As an avid supporter of the First Amendment and free speech, I consider voting to be one of the most important things you can do as an American citizen. It upsets me when people say their votes don't count, because nothing could be further from the truth. I lived in a swing state for nearly 15 years, and voting matters a lot. And I love that mobile and tech companies are working to create apps that help people make informed decisions, like Sample Ballot Lookup by Ballotpedia, which explains ballot measures according to state.

Other cool apps to check out include We the People, where you can chat about the election with other politically-minded folks, VoteWithMe, which pinpoints canvassers to friends who are undecided voters, and, my personal favorite website for figuring out which regional and national election candidates you actually align with on important issues.

I've always thought that one of the most challenging parts of voting on Election Day is actually navigating the streets on Nov. 8 and getting to where you need to be. I mean, the process of actually checking off the appropriate boxes in the voting booth takes less time than a shower in the morning. It's getting to your polling place that's often the problem, especially for those who may not be allowed time off from work in order to vote. (This varies by state.)

Fortunately, these ridesharing apps are coming to rescue. These three picks will help you get your vote in on Tuesday — so if you don't already have a plan already, it's time to start making one.


Uber is partnering with Google to help people figure out where their polling places are located. Uber riders simply need to open the app on Tuesday (and, in the process, will receive a friendly reminder to vote) and plug in the address for where they're registered to vote. The app will automatically search for the correct polling place, and then riders will request an Uber ride. This will save you lots of time surfing the internet and potentially going to the wrong location.

(Similarly, if you click on Google's Doodle of the day, you'll be redirected to the answer for an automatic question, "Where to vote" for the 2016 Election. You can then type in the address of the location where you're registered to find the correct polling place.)

While Uber will be not be providing free or discounted rides to regular customers, Uber users who sign up for the app on Election Day for the first time can get $20 off their first ride by using the promo code "VOTETODAY."


Voting in New York City? On Election Day, Lyft will give New Yorkers a 45 percent discount for a single ride to celebrate the soon-to-be 45th president of the United States. The offer is available in 20 major cities across the country from 7 a.m. to 8 p.m. local time, Check the complete list of participating cities to see if you qualify. Also, like Uber, Lyft is providing a promo code of $5 for new customers. Use the code "NOVEMBER8TH" to get $5 off your first 10 rides.

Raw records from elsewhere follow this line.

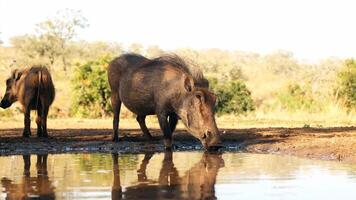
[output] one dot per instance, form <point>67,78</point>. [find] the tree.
<point>136,48</point>
<point>154,51</point>
<point>56,34</point>
<point>1,42</point>
<point>346,91</point>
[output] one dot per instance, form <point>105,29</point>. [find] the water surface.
<point>179,175</point>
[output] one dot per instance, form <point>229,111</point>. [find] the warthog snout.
<point>5,102</point>
<point>211,140</point>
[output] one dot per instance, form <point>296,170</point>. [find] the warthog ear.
<point>188,83</point>
<point>16,74</point>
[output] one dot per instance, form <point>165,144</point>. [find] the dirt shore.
<point>337,143</point>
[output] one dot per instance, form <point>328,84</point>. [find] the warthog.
<point>33,88</point>
<point>165,87</point>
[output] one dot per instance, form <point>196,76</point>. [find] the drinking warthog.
<point>164,87</point>
<point>33,88</point>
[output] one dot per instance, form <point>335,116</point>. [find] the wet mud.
<point>337,143</point>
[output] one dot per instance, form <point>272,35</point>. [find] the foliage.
<point>91,91</point>
<point>232,97</point>
<point>296,97</point>
<point>346,91</point>
<point>50,44</point>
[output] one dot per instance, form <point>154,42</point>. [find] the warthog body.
<point>34,89</point>
<point>164,87</point>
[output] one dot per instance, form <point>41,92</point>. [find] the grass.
<point>252,120</point>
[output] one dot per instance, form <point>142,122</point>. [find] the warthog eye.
<point>206,135</point>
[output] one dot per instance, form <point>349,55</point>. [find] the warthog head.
<point>197,114</point>
<point>11,89</point>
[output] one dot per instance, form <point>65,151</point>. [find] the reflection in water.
<point>177,175</point>
<point>197,183</point>
<point>30,186</point>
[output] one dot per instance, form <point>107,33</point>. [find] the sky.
<point>310,29</point>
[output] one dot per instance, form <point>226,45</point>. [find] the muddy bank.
<point>321,143</point>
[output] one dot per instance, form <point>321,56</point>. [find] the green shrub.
<point>91,92</point>
<point>295,97</point>
<point>232,97</point>
<point>346,91</point>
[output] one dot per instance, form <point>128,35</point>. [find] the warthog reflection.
<point>197,183</point>
<point>39,187</point>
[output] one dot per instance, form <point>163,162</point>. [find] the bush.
<point>346,91</point>
<point>91,92</point>
<point>294,98</point>
<point>232,97</point>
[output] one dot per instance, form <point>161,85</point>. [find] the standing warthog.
<point>164,87</point>
<point>33,88</point>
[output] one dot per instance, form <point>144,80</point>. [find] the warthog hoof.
<point>26,134</point>
<point>115,139</point>
<point>171,148</point>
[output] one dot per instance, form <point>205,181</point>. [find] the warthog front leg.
<point>141,121</point>
<point>166,129</point>
<point>44,115</point>
<point>39,122</point>
<point>27,122</point>
<point>116,105</point>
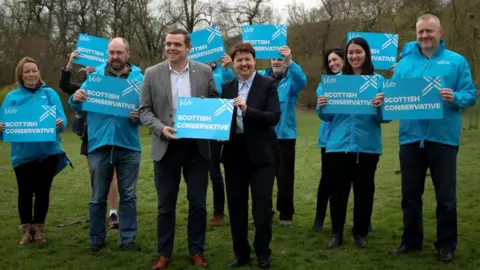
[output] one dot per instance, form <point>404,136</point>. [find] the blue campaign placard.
<point>349,94</point>
<point>92,51</point>
<point>111,95</point>
<point>383,47</point>
<point>32,123</point>
<point>207,45</point>
<point>266,39</point>
<point>204,118</point>
<point>412,98</point>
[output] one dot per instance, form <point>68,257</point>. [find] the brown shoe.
<point>39,236</point>
<point>216,221</point>
<point>161,263</point>
<point>199,261</point>
<point>26,236</point>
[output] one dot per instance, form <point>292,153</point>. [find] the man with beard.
<point>113,143</point>
<point>221,73</point>
<point>290,81</point>
<point>433,143</point>
<point>164,83</point>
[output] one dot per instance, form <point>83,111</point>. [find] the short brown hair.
<point>179,31</point>
<point>242,47</point>
<point>19,69</point>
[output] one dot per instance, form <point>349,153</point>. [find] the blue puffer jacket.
<point>324,126</point>
<point>352,133</point>
<point>24,152</point>
<point>288,89</point>
<point>221,75</point>
<point>456,75</point>
<point>104,129</point>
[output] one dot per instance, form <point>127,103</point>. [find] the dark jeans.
<point>324,189</point>
<point>35,179</point>
<point>181,154</point>
<point>285,179</point>
<point>240,174</point>
<point>414,162</point>
<point>217,179</point>
<point>359,169</point>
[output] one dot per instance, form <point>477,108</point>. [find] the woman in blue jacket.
<point>353,148</point>
<point>332,64</point>
<point>35,163</point>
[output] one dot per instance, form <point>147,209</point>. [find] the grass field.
<point>293,248</point>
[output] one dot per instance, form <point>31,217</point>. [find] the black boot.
<point>318,224</point>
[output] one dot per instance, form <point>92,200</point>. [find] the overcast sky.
<point>281,6</point>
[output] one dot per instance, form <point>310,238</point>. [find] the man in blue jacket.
<point>221,73</point>
<point>113,142</point>
<point>290,80</point>
<point>433,143</point>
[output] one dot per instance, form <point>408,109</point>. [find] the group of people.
<point>261,147</point>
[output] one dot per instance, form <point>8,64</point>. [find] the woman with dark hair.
<point>80,128</point>
<point>35,163</point>
<point>353,149</point>
<point>332,64</point>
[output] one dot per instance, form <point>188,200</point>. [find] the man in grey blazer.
<point>162,85</point>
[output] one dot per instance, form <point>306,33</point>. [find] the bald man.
<point>433,143</point>
<point>113,142</point>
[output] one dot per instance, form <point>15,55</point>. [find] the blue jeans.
<point>102,163</point>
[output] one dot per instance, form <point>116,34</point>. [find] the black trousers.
<point>357,169</point>
<point>35,179</point>
<point>217,179</point>
<point>285,179</point>
<point>414,162</point>
<point>181,154</point>
<point>324,189</point>
<point>240,174</point>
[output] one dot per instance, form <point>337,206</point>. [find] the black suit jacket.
<point>259,120</point>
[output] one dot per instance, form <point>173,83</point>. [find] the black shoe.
<point>96,247</point>
<point>444,255</point>
<point>129,246</point>
<point>403,249</point>
<point>361,241</point>
<point>264,263</point>
<point>240,262</point>
<point>317,225</point>
<point>335,242</point>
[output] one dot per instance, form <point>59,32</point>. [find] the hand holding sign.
<point>287,53</point>
<point>59,123</point>
<point>322,101</point>
<point>73,55</point>
<point>79,96</point>
<point>226,60</point>
<point>378,100</point>
<point>447,95</point>
<point>134,116</point>
<point>240,102</point>
<point>168,132</point>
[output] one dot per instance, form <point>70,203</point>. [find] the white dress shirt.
<point>180,82</point>
<point>243,90</point>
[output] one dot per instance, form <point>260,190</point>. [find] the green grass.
<point>293,248</point>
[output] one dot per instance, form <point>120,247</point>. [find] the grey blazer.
<point>156,102</point>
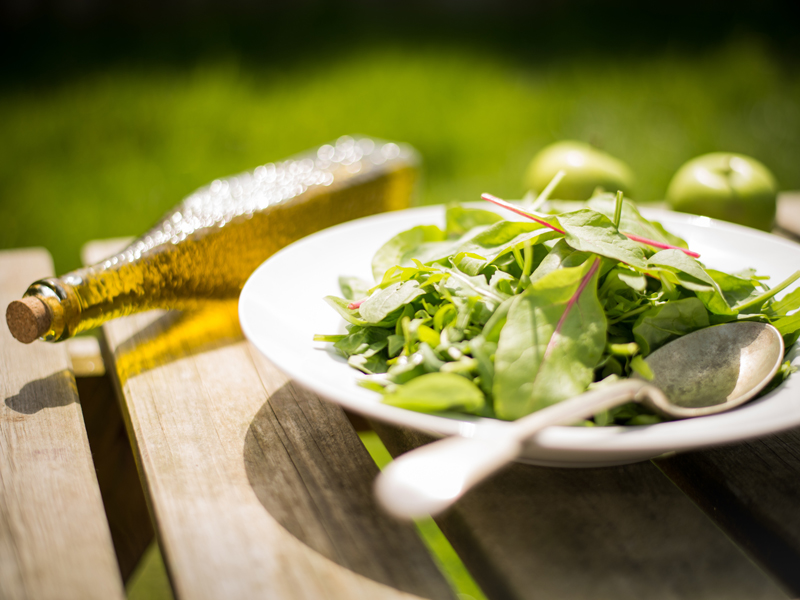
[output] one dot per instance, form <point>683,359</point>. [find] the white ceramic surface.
<point>282,307</point>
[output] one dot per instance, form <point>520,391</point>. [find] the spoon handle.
<point>431,478</point>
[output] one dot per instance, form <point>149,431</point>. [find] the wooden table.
<point>256,488</point>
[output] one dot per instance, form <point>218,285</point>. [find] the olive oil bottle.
<point>207,247</point>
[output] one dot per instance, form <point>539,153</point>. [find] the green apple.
<point>727,186</point>
<point>587,168</point>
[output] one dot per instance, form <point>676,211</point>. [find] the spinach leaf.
<point>354,288</point>
<point>437,392</point>
<point>688,272</point>
<point>561,256</point>
<point>553,339</point>
<point>591,231</point>
<point>632,220</point>
<point>392,252</point>
<point>459,220</point>
<point>384,302</point>
<point>665,322</point>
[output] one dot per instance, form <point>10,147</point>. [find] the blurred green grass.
<point>101,137</point>
<point>105,151</point>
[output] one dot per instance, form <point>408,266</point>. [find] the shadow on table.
<point>47,392</point>
<point>311,473</point>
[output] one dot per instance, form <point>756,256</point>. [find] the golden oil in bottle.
<point>207,247</point>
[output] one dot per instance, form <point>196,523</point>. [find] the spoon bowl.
<point>715,369</point>
<point>709,371</point>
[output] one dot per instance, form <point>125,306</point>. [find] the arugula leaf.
<point>553,339</point>
<point>788,303</point>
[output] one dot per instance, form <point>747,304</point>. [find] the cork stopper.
<point>28,319</point>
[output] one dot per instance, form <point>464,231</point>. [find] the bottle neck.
<point>62,305</point>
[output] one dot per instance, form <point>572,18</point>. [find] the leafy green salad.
<point>501,318</point>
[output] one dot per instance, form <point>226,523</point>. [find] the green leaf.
<point>491,243</point>
<point>459,220</point>
<point>561,256</point>
<point>665,322</point>
<point>640,367</point>
<point>350,315</point>
<point>731,291</point>
<point>436,392</point>
<point>392,252</point>
<point>591,231</point>
<point>788,325</point>
<point>690,273</point>
<point>788,303</point>
<point>384,302</point>
<point>553,338</point>
<point>354,288</point>
<point>632,220</point>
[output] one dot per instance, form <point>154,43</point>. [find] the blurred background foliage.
<point>110,113</point>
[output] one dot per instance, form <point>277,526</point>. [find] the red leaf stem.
<point>572,301</point>
<point>661,245</point>
<point>519,211</point>
<point>630,236</point>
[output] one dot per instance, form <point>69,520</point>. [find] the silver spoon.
<point>706,372</point>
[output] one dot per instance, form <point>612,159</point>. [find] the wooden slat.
<point>257,488</point>
<point>752,491</point>
<point>609,533</point>
<point>54,538</point>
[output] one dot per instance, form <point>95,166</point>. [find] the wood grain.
<point>54,538</point>
<point>606,533</point>
<point>257,488</point>
<point>752,491</point>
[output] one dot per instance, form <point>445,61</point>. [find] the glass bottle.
<point>207,247</point>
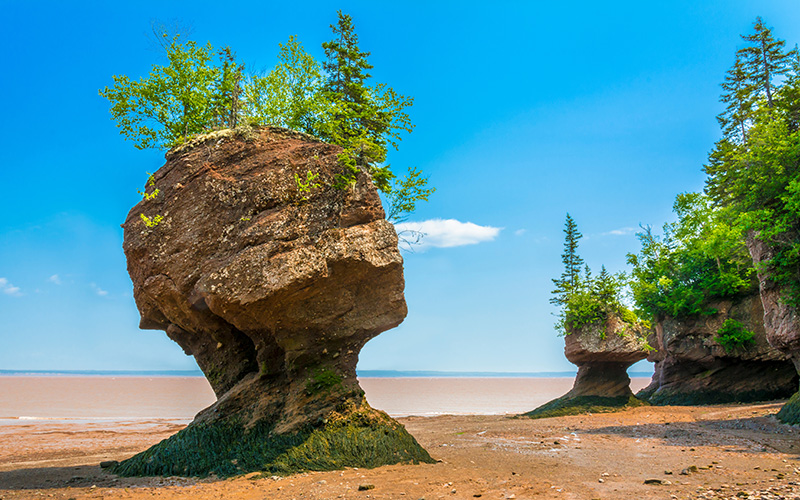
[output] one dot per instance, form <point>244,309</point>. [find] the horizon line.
<point>359,373</point>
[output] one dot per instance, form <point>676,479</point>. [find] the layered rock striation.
<point>692,368</point>
<point>273,280</point>
<point>603,352</point>
<point>781,321</point>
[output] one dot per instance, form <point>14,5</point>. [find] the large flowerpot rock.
<point>691,367</point>
<point>603,352</point>
<point>273,280</point>
<point>781,321</point>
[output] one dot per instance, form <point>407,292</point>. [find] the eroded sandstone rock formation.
<point>603,352</point>
<point>273,280</point>
<point>691,367</point>
<point>781,321</point>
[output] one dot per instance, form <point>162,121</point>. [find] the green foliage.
<point>756,176</point>
<point>569,281</point>
<point>226,449</point>
<point>406,193</point>
<point>323,380</point>
<point>290,95</point>
<point>733,336</point>
<point>699,258</point>
<point>151,222</point>
<point>187,96</point>
<point>583,298</point>
<point>305,187</point>
<point>151,182</point>
<point>334,101</point>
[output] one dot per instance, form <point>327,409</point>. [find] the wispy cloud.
<point>447,233</point>
<point>619,232</point>
<point>7,288</point>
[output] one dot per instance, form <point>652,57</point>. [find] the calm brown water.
<point>75,398</point>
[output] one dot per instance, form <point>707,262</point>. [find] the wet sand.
<point>728,451</point>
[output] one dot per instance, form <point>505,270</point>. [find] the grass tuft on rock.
<point>580,405</point>
<point>360,438</point>
<point>790,412</point>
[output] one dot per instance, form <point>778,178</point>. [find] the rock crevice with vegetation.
<point>273,280</point>
<point>717,358</point>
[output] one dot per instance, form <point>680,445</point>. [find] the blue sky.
<point>523,110</point>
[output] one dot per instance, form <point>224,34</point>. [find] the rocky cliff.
<point>691,367</point>
<point>781,321</point>
<point>273,280</point>
<point>603,352</point>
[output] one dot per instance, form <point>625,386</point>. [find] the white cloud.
<point>7,288</point>
<point>446,233</point>
<point>619,232</point>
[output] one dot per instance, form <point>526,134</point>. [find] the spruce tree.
<point>570,279</point>
<point>764,60</point>
<point>367,119</point>
<point>739,100</point>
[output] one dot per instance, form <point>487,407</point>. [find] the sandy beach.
<point>724,451</point>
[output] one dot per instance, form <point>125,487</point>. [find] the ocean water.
<point>77,398</point>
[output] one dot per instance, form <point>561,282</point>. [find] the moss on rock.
<point>352,438</point>
<point>567,405</point>
<point>790,413</point>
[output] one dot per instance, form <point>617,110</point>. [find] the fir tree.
<point>367,119</point>
<point>570,279</point>
<point>764,60</point>
<point>739,100</point>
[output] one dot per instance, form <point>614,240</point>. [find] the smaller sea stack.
<point>603,352</point>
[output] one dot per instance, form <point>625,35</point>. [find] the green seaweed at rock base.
<point>790,412</point>
<point>363,438</point>
<point>580,405</point>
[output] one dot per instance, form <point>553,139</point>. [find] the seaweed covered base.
<point>351,437</point>
<point>578,405</point>
<point>709,397</point>
<point>790,412</point>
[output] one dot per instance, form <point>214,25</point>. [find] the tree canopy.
<point>755,174</point>
<point>582,298</point>
<point>334,101</point>
<point>699,258</point>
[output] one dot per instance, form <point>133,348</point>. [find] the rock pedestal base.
<point>245,254</point>
<point>603,353</point>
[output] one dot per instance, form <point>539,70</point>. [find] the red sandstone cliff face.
<point>603,352</point>
<point>692,368</point>
<point>273,289</point>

As a Manhattanite, I'm not going to be surprised one bit if transportation (both in the subway and on the streets) is jam-packed all day. There's not much we can do about bad traffic, but at least we'll get a cheaper ride.


Zipcar will be providing 7,000 free cars around the nation on Election Night for people who didn't get the chance to vote during the day. These cars will only be available for free from 6 p.m. to 10 p.m. This seems like the best deal, but in my opinion, I wouldn't risk a chance to vote just for a free ride.